Wetenschap - 1 januari 1970

India says no to Dutch development aid

India says no to Dutch development aid

India says no to Dutch development aid

The Indian government has indicated that it no longer wishes to receive
direct development assistance from 14 small countries.

In the future it will only accept bilateral aid from big countries
including Japan, England, the US, the EU and Russia. The Dutch minister for
development cooperation, Agnes van Ardenne, has welcomed the move, and
invited the Indian government to take over the programmes that are still
running. What does the end of over forty years of development assistance
mean? Professor Arie Kuyvenhoven of the Development Economics group at
Wageningen University gives his view of the matter.

“The move is not only symbolic. I think that India is giving a very clear
signal that it wants to streamline its international relations. Small
countries are of less importance, and the fact that Dutch assistance is
worth more than that of the United States and other donor countries is
neither here nor there. However you look at it, the amount that the
Netherlands gives is very small in relation to the total investment
requirements of India. The Dutch development assistance budget for India is
€ 71 million for 2003. Compared with the size of the Indian population and
budget this is just a drop in the ocean. But more to the point, I don’t
think that this move necessarily means the end of projects carried out by
the co-financing organisations, many of which are directly aimed at poverty
alleviation. These continue outside the sphere of government doings.

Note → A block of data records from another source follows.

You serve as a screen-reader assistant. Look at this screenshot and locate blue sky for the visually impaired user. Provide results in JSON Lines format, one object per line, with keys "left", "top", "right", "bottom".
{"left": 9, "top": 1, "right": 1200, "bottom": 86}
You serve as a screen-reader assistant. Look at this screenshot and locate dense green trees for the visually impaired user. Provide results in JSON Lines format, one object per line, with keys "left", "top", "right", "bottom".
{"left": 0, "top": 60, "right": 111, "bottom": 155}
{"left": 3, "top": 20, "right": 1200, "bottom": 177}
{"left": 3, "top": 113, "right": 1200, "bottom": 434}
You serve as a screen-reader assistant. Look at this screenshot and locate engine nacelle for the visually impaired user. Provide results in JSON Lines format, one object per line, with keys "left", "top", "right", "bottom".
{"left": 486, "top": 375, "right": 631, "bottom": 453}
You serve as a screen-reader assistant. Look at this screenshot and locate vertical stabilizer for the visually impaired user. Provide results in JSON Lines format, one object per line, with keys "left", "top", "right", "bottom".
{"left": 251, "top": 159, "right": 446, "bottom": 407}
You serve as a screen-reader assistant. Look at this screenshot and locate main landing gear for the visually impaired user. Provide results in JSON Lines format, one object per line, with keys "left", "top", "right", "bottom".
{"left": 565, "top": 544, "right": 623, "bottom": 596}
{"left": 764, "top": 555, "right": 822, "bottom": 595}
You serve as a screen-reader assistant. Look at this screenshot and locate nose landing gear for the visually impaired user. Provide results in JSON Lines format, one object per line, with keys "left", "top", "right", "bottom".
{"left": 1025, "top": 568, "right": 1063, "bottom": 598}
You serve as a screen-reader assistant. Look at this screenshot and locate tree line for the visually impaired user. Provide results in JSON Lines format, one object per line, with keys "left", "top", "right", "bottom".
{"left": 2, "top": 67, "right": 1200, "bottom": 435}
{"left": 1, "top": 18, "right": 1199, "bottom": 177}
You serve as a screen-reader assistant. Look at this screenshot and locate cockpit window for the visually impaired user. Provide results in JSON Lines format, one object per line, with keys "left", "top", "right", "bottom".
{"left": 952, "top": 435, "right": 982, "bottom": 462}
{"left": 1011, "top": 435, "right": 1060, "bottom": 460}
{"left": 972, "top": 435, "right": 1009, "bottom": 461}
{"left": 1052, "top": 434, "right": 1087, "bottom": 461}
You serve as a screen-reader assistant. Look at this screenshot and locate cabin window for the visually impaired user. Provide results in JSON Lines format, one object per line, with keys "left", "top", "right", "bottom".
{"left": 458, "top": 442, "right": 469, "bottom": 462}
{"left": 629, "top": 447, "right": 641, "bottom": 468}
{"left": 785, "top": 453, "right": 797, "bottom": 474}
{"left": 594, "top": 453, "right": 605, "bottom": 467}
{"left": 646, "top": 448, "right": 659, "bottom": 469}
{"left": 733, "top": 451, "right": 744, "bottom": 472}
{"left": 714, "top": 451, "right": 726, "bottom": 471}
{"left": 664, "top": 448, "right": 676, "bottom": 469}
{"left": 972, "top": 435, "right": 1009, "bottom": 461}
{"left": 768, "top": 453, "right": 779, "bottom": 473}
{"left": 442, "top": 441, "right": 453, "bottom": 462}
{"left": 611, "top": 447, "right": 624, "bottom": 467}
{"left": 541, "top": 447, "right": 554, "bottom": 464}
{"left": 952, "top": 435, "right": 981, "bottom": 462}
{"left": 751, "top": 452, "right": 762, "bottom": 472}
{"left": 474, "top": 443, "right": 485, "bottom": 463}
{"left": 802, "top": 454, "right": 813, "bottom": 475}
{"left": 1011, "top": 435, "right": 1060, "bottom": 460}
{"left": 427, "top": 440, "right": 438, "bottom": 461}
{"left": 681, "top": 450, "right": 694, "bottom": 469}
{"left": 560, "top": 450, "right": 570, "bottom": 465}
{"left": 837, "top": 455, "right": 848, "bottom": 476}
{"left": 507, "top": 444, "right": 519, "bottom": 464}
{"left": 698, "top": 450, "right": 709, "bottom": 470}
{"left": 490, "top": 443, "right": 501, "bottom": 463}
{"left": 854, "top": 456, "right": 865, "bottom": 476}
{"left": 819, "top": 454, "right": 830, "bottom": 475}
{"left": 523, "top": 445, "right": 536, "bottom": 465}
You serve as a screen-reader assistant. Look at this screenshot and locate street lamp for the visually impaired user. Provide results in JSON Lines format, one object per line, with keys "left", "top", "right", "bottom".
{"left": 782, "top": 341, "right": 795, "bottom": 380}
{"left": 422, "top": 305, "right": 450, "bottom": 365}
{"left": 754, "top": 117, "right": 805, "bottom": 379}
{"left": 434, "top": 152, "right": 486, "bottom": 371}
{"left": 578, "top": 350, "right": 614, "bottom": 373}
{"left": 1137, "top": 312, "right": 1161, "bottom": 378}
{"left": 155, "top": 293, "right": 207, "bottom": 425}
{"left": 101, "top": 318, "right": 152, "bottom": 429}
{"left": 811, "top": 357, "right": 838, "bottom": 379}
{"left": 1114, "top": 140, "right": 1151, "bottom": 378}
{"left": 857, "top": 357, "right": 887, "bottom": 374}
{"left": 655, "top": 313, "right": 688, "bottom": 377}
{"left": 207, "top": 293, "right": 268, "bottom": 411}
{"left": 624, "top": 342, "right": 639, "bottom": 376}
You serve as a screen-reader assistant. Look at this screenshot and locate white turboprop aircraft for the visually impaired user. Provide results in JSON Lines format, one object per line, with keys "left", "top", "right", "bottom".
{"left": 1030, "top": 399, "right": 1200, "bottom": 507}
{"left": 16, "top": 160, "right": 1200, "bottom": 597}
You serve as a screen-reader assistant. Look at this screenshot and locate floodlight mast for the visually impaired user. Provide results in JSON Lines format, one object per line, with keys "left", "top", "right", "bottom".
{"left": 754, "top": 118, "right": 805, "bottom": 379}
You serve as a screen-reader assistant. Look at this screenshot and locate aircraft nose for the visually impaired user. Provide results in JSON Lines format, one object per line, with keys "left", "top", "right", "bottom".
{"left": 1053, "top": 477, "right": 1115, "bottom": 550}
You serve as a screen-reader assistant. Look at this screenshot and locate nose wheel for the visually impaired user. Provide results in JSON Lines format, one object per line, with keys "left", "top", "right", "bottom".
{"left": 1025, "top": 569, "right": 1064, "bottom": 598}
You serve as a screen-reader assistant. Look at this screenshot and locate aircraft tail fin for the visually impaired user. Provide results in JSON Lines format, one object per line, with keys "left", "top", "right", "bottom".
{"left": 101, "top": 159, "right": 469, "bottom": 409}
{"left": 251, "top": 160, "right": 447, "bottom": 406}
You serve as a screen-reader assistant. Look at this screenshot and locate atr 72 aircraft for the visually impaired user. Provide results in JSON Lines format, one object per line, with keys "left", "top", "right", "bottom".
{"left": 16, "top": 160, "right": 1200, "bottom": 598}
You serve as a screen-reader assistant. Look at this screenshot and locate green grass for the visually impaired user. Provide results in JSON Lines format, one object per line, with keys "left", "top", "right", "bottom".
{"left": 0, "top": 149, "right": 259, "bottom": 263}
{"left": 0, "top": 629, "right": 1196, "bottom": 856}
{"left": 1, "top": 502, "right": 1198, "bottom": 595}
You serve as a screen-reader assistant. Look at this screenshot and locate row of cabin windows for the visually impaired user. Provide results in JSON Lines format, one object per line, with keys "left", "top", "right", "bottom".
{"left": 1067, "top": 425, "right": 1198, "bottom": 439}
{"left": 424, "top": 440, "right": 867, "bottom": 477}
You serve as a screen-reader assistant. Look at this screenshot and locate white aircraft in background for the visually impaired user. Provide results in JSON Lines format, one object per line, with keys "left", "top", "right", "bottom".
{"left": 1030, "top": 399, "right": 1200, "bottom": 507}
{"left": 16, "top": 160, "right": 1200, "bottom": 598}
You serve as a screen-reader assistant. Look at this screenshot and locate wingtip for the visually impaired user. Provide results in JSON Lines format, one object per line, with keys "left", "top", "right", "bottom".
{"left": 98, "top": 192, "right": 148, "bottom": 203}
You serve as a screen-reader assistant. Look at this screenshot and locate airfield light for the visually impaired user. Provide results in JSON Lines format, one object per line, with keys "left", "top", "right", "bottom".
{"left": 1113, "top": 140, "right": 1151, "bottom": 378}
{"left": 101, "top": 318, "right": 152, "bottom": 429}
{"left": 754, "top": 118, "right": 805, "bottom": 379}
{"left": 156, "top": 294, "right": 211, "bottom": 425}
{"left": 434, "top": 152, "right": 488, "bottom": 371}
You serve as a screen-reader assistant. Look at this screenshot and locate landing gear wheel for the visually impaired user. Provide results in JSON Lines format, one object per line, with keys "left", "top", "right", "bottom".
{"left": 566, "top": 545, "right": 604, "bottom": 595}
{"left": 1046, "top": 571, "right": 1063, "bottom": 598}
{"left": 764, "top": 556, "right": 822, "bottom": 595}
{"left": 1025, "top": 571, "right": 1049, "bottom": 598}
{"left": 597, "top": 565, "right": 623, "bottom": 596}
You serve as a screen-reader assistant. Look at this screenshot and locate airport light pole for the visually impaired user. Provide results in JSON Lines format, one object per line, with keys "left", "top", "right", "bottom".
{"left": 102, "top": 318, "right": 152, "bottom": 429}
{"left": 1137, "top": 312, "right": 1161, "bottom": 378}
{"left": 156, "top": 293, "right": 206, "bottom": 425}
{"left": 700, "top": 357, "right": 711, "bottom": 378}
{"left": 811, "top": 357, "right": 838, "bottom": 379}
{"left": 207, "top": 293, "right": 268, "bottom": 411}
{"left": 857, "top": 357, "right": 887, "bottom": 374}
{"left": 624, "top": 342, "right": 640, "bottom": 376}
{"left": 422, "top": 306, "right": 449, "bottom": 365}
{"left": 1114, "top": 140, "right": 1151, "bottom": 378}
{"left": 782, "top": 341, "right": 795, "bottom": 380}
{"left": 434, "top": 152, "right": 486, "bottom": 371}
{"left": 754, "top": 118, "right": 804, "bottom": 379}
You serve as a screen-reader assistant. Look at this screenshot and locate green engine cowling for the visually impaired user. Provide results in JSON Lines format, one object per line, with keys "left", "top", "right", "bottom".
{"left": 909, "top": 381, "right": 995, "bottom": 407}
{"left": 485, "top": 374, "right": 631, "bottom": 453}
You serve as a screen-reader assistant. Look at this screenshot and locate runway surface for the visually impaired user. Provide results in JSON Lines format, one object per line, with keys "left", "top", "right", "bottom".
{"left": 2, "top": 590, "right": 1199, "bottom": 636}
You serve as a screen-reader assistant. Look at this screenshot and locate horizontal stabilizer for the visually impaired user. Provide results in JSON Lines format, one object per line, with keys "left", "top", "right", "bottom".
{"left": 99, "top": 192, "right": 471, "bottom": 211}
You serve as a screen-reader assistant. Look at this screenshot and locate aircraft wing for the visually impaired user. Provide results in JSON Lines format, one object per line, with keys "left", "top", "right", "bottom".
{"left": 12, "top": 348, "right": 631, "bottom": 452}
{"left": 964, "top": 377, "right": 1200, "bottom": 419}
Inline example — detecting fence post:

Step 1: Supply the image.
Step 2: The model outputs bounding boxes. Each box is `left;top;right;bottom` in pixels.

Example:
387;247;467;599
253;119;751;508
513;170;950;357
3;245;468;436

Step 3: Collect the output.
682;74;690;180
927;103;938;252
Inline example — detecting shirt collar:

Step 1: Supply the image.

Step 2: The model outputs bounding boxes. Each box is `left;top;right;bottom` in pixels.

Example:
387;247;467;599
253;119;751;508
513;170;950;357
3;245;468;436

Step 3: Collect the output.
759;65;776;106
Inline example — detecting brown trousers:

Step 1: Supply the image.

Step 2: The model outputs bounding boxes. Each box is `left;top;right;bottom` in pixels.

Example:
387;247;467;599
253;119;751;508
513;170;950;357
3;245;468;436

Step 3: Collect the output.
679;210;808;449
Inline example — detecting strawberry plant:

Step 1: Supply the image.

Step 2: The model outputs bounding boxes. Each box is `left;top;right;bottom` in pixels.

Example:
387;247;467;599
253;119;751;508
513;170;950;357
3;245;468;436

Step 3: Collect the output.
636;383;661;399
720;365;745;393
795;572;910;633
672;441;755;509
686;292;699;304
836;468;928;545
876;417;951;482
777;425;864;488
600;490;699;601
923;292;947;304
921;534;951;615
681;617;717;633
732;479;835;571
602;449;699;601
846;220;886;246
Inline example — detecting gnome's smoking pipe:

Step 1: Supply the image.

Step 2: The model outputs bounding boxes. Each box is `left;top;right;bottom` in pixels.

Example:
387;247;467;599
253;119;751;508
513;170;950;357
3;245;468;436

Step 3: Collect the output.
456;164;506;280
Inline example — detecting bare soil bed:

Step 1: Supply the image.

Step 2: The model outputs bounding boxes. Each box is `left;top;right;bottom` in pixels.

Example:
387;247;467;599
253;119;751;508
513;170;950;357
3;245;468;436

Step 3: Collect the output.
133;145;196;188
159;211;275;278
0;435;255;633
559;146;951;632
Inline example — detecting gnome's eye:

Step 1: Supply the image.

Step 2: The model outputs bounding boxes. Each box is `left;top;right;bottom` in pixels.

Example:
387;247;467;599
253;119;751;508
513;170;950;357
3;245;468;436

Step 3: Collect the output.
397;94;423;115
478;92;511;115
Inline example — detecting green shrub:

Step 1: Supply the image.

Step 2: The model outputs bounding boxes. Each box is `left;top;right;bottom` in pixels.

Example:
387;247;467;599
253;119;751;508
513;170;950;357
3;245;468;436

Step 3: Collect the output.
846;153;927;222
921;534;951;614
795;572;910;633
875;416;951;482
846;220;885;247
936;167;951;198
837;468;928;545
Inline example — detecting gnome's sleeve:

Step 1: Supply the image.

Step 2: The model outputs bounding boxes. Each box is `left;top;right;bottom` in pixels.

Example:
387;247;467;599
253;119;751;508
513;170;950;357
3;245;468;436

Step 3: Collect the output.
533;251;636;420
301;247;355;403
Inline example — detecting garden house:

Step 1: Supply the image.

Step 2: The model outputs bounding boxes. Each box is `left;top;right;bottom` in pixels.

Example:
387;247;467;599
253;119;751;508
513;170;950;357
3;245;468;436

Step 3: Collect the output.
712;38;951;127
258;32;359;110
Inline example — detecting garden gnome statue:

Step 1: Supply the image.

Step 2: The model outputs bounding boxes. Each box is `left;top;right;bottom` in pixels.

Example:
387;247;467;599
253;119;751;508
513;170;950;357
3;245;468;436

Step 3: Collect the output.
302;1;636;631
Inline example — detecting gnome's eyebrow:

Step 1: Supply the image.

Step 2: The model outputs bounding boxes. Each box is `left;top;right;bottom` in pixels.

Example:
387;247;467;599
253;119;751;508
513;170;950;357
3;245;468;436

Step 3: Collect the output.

The most important signal that India appears to be giving is that it is no
longer prepared to discuss the conditions of development aid with each
individual country. You can also read into it that the Indian government
would prefer to negotiate with Brussels. For the Dutch development world
this probably comes as a shock, after all we have been used to playing a
sort of pioneering role in the field.


I suspect that the Indian request is also motivated by pride. India has
never really liked having to be in a position to ask for help. Even before
the Green Revolution, in the 1960s when India was not yet self sufficient
in food and suffered from famines, there was great reluctance to ask for
food assistance. In his memoirs, the economist and former US ambassador to
India, John Kenneth Galbraith describes the efforts the Americans went to
to offer assistance without denting the pride of the Indian government.
India is now very clearly choosing a similar approach to that adopted by
China. It is a big country, with a big culture, and it is capable of
standing on its own two feet. What a small country like the Netherlands
thinks about this is not particularly relevant.

I can also imagine that the Indian move is actually quite convenient for
Van Ardenne [Dutch minister of development cooperation]. The new Dutch
cabinet is going all out for budget cuts, and development cooperation has
less to spend. Van Ardenne’s offer to speed up the handing over of the
Dutch programmes in India, instead of bringing them slowly to a close, must
be seen in this context.

Of course all these developments do not mean that India no longer has any
problems. It is still the country with the most underfed people. Although
India as a whole is self sufficient in food, a large proportion of the
population is too poor to be able to feed itself. The fact that India is
now clearly taking responsibility for this itself should be praised.